Install air purifiers in your home. When you check the weather forecast, also check the air quality index. For particularly bad days, wearing gas masks outdoors is recommended.
Clean air has become a luxury in California. LA Times reports that the luxury air filtration business is booming. Buyers are no longer impressed with pools and tennis courts. If your house can offer fresh air, it’ll be first to sell.
What to do AFTER wildfire?
You can safely return home only after the officials declare it safe. Always check with your local fire department.
Be extra careful because fire might still be burning. Also, beware of unsafe, burnt structures in your house. Enter only if it’s safe.
Don’t turn on electricity yourself. Wait for the fire department or professionals from the utility company.
Do not eat food that has been in a fire. The heat, smoke, and water can damage it. The same goes for drinks and medicine.
Prepare your damages insurance claim. Document all damage by taking a video to support your claim better.
What are some Safety Tips for wildfire
- Observe the wind. Wind direction and speed affect the wildfire greatly. Wildfire follows the direction of the wind. If you get into a situation where you need to escape a wildfire, go in the opposite direction of the wind. Also, keep track of the wind speed. Forceful winds, with a lot of speed, can drive wildfire to move much faster. This is important to know, because you may not have a lot of time for evacuation in windy conditions. People have been known to go off to work in the morning, and have not been able to come back home for their belongings because the wildfire picked up speed and moved much faster than they anticipated.
- Evacuate in time. To better evaluate the danger, purchase a gadget like Kestrel to measure fire/heat. Make sure you don’t wait to evacuate at the last moment. You could end up getting stuck in traffic, with wildfire catching up to you. This is not an enviable situation.
- Find safety. Burnt areas are safe to travel through. Fire can’t go back through already burnt ground.
- Find a large body of water. A lake, a pond, or even a swimming pool can bring you salvation from raging wildfire.
- Be mindful of nature. If you like spending time outdoors, as a camper or hiker, be aware that your camping stove can be the cause of a disastrous fire if left unattended. Even smokers should be extra cautious with cigarette buds as they can easily start a wildfire.

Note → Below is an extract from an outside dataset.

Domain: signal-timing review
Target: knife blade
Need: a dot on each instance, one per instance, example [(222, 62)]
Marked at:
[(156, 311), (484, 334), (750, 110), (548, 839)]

Can I help fight fires in California?
- Be active. You can post on social media, like Facebook and Twitter. Promote preparedness for wildfire and the importance of community involvement. You can warn about the dangers of a campfire in nature. You can share links, brochures, and posters.
- Donate. You can help in getting resources for the affected area and with rebuilding efforts. Donate money to the Wildfire Relief Fund, or to SAVE by California Fire Foundation. You can donate emergency food to your local food bank.
“There’s never enough resources to go around the entire country,”
said JW McCoy, acting deputy fire staff officer for the Lincoln National Forest.
- Volunteer. You can help rescued animals at local emergency shelters. You can also volunteer at Red Cross shelters, especially if you are a health professional. If you are a firefighter living outside California, try volunteering. To be a volunteer firefighter you need training.
Wildfire has devastating consequences so do your best to work on prevention. Make sure you are always prepared and ready for evacuation. Don’t count on outside help, be self-reliant.
Learn from Preppers, Government agencies, and get involved in your community’s activities.
This is a process. Don’t wait until it’s too late. Remember, you CAN save your family home.
If you can help wildfire victims, donate, and volunteer.
Follow the news, watch Cal Fire TV for updates. They reported 27 major wildfires in California on the first day of Autumn September 22, 2020.